Diplômes : B.Sc., Université de Calgary, 1989; Ph.D., Université de Calgary, 1996; MD, Université de Calgary, 1997.
Téléphone: (204) 789-7032 Lab: 1 (204) 784-5935
Téléc.: 1 (204) 789-2140
Courriel: Jim_strong@phac-aspc.gc.ca
Incluent les virus d’Ébola et de Marburg, mais aussi de nombreux agents de niveau IV comme les Arénavirus et les Bunyavirus. Ce groupe s’intéresse tout particulièrement à la manière dont ces virus interagissent avec les voies de transduction de signal de la cellule hôte pour s’approprier ces voies dans le but de contourner les systèmes antiviraux.
Plus précisément, ce groupe a démontré qu’il faut une voie de signalisation Ras activée pour que le virus d’Ébola puisse effectuer une solide synthèse de protéines. Ils cherchent à mieux comprendre comment les éléments de la voie de signalisation Ras pourraient être reliés au mécanisme de traduction des protéines virales, y compris à la suppression du système d’interférons des cellules hôtes. De plus, le groupe cherche quels éléments situés en aval de la voie de signalisation Ras sont nécessaires à l’apparition d’une infection virale dans l’espoir de supprimer ces voies et du fait même l’infection virale.

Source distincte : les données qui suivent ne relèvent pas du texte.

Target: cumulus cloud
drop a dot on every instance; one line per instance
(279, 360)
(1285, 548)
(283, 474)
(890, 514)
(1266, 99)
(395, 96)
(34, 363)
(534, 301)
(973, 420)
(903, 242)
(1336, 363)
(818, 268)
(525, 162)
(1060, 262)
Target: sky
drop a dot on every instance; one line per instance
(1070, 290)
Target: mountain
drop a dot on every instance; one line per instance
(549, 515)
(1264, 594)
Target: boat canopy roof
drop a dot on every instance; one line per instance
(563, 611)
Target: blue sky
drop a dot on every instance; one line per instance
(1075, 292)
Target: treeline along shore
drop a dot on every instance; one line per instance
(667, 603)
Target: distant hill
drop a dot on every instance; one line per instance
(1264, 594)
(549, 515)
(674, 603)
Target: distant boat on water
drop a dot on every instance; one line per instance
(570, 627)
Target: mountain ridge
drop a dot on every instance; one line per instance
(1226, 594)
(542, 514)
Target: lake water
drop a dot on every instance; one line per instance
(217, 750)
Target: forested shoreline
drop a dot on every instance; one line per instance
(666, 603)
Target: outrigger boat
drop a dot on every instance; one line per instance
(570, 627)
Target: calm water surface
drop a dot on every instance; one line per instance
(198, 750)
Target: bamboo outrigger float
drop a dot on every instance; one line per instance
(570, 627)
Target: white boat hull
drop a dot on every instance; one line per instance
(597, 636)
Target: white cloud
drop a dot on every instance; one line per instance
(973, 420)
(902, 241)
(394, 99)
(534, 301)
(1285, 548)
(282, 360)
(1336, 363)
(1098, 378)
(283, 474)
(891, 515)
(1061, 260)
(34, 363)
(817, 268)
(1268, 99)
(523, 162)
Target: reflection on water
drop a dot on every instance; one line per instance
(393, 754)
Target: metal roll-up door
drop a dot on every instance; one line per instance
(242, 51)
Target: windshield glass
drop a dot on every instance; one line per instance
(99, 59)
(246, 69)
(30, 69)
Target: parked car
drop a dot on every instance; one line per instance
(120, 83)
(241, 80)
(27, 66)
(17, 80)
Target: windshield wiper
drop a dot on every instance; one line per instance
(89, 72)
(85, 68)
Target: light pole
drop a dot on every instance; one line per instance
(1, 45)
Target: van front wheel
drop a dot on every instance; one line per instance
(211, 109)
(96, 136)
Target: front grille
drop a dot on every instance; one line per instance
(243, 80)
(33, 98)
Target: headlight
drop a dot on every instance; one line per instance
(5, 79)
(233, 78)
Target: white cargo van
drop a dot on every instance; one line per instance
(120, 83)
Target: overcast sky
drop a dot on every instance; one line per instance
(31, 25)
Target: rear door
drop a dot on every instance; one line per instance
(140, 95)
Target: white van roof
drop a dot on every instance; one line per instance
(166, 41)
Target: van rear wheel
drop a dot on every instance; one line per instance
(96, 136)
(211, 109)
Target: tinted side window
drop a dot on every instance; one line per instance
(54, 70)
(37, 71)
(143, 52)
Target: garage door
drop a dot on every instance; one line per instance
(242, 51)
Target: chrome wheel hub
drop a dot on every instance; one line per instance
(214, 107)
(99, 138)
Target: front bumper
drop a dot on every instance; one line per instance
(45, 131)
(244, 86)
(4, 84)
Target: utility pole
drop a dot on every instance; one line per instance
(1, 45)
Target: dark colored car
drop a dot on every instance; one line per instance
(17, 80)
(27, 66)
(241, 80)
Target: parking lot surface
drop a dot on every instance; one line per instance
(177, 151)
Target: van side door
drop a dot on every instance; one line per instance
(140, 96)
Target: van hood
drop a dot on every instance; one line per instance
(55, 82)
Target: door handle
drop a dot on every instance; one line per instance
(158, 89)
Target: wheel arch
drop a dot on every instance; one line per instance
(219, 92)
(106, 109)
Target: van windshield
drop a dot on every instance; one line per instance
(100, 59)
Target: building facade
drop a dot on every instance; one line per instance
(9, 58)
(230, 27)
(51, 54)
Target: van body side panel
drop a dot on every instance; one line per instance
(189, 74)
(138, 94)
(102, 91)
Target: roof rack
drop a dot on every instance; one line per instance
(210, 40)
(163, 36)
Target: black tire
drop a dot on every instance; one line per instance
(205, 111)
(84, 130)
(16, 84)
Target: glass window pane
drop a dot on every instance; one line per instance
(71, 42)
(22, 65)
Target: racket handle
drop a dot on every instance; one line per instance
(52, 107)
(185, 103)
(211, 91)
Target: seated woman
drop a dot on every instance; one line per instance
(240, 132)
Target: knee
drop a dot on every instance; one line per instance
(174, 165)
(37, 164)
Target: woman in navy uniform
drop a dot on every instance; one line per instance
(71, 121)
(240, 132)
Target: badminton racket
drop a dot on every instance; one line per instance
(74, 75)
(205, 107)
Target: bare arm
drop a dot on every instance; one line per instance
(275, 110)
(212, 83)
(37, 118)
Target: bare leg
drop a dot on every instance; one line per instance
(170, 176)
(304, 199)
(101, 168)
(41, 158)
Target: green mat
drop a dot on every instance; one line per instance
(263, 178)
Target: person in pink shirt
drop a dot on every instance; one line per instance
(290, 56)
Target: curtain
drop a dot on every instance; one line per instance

La recherche porte également sur l’établissement d’une infection persistante par les virus d’Ébola et de Marburg. Ces cellules infectées de façon persistante par le virus d’Ébola sont résistantes à une surinfection par le virus d’Ébola, mais pas par le virus de Marburg. Ces cellules infectées de façon persistante sont propagées depuis plus de deux ans maintenant et produisent encore des virus viables, dont le phénotype est similaire à celui de la souche sauvage du virus d’Ébola. Le fait de stresser ces cellules infectées de façon persistante se traduit par une augmentation de la synthèse de protéines virales, de l’effet cythopathologique et du résultat du titre attribuable à ces cellules infectées stressées. L’infection virale accrue semble également résulter d’une activation de la voie de signalisation Ras et peut être reliée à la suppression de la signalisation de l’interféron.
Ce groupe a également joué un rôle dans les interventions en cas de crise, notamment un rôle mineur dans l’éclosion du SRAS à Toronto et un rôle plus actif dans la récente éclosion du virus de Marburg dans la province d’Uige, en Angola. Dans ce dernier cas, mentionnons le rôle joué par le Dr Jim Strong à titre de chef de l’équipe fournissant un des services de soutien diagnostic dans un laboratoire de campagne en tant que membre de l’Organisation mondiale de la santé (OMS) et du Réseau mondial d’alerte et de réaction en cas d’épidémie (GOARN).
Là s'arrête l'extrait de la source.